The Truth Behind All-Time Highs
I have a secret to tell you about the new all-time highs the Dow recorded this week.
It’s not about an impending market crash. It’s not about panic or a disconnected economy, or any of the other themes the media has bombarded you with this week.
No, the secret I want to share with you is simple. Yet it has been almost completely overlooked since the Dow Jones Industrial Average posted fresh highs Tuesday and Wednesday.
The truth about these new highs is that they don’t matter–at least not the way you think they do.

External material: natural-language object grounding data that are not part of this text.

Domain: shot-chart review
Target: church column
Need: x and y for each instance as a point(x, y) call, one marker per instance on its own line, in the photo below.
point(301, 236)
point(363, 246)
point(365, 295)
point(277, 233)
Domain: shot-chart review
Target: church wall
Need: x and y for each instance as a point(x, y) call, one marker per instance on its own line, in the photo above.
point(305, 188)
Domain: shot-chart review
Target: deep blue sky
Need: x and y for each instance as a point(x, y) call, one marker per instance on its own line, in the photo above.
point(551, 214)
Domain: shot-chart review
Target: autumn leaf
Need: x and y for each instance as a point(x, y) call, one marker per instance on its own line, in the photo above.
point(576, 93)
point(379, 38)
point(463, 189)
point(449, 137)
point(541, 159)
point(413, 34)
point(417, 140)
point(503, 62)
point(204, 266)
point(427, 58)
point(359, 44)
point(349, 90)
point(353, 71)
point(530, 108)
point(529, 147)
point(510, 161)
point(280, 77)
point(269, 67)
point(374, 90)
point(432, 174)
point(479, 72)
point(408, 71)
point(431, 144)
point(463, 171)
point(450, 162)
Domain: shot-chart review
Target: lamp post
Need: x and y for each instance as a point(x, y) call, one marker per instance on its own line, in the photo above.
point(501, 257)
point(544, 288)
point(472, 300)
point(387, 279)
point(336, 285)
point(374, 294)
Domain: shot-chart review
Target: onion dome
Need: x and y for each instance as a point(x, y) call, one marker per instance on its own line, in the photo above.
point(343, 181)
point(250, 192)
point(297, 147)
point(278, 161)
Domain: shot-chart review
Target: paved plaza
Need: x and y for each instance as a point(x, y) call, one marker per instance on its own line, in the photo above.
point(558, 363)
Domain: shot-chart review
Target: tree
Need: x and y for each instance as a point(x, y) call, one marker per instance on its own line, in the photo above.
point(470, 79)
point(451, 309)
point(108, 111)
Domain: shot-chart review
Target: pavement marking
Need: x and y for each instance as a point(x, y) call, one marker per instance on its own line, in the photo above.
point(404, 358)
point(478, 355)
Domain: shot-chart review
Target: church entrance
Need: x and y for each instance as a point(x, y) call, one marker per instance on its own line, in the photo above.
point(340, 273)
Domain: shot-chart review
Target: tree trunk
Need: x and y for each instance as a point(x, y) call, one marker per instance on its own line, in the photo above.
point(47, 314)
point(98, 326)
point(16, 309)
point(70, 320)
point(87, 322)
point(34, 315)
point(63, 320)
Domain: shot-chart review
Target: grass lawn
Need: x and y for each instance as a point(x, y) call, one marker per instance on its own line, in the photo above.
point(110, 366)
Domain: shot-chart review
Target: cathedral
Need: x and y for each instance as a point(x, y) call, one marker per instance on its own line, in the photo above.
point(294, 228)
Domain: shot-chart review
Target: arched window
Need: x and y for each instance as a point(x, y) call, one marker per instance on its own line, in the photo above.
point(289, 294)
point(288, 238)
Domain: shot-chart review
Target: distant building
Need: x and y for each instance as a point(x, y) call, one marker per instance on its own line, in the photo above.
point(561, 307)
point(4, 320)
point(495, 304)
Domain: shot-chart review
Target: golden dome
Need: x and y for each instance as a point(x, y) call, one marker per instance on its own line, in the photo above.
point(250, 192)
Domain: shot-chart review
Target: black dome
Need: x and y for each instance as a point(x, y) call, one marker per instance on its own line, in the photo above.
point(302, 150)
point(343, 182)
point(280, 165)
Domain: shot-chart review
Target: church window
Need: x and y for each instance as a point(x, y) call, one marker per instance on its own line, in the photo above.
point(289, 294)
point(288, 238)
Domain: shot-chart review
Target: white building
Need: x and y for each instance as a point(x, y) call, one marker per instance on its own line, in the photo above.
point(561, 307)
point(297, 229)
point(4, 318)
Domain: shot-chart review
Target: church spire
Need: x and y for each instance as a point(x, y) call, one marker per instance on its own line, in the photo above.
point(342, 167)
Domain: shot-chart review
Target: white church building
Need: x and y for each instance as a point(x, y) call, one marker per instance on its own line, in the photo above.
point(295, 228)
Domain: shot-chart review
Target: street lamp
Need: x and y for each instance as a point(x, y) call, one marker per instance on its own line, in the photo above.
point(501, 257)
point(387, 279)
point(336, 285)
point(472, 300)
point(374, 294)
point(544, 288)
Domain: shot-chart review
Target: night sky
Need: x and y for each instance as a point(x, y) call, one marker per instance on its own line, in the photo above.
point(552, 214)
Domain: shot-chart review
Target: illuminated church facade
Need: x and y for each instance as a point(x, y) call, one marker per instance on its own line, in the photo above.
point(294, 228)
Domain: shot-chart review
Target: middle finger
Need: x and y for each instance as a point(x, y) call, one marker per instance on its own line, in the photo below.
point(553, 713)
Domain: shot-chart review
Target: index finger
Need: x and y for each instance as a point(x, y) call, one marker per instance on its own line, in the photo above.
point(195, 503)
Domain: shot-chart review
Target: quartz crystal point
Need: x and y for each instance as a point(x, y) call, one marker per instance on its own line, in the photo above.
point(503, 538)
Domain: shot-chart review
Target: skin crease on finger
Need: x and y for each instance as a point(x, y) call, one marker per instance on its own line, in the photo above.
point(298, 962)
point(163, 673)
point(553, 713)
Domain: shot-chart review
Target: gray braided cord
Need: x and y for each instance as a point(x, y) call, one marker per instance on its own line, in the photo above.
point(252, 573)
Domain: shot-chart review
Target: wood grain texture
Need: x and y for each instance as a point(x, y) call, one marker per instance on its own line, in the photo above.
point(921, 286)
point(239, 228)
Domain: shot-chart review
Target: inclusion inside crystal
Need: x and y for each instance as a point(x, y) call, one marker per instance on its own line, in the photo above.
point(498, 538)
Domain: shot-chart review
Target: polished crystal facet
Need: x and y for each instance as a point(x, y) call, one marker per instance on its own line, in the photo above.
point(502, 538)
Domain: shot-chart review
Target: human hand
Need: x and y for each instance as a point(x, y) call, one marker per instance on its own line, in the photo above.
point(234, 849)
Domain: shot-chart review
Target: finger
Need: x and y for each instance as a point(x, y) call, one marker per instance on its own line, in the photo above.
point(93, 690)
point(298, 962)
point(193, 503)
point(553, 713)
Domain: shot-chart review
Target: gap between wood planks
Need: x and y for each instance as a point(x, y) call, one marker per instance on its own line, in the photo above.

It is all too easy to look at this week’s market milestones through the lens of crisis. Folks want to know why the markets are rising while the economy feels stagnant. Jobs and income aren’t back to levels we saw before everything got out of control. Europe is a mess. Need I go on?
Investors continue to replay the financial crisis carnage. And they expect the markets to do the same. Their wallets and psyche remain damaged. They do not trust the stock market anymore–and many of these same investors have fled to bonds. They have yet to participate in the cyclical bull that emerged in 2009…
Of course, the stories surrounding the newest Dow milestone reflect this mood.
One of my favorite comparisons is these new highs signal that the Dow is heading for a crash that will mirror the 1987 panic. If this is true, the market will need to punch it into overdrive, considering that the year-over-year gains the overheated Dow posted at its 1987 high were a whopping 44%.
Looking back to more recent market tops, it is important keep in mind just how different the sentiment picture is today than it was in 2000 or 2007. During the dot-com boom, consistent moves higher were never questioned. Stocks could not possibly lose value. Even smack in the middle of a secular bear market, the 2007 highs were also met with little scrutiny from the mainstream press. Americans–flush with cash from an unprecedented housing boom–had yet to feel the pinch of a sharp recession. Most investors were in a position to take risk.
That’s a very different sentiment picture than we’re experiencing today…
Remember, new highs aren’t market tops. In fact, hundreds of highs registered during the bull markets of the 50’s, 60’s, 80’s and 90’s. Tops are only visible with the aid of hindsight. Once the market slogs through the final legs of the lost decade, the idea of constantly announcing new highs will quietly disappear.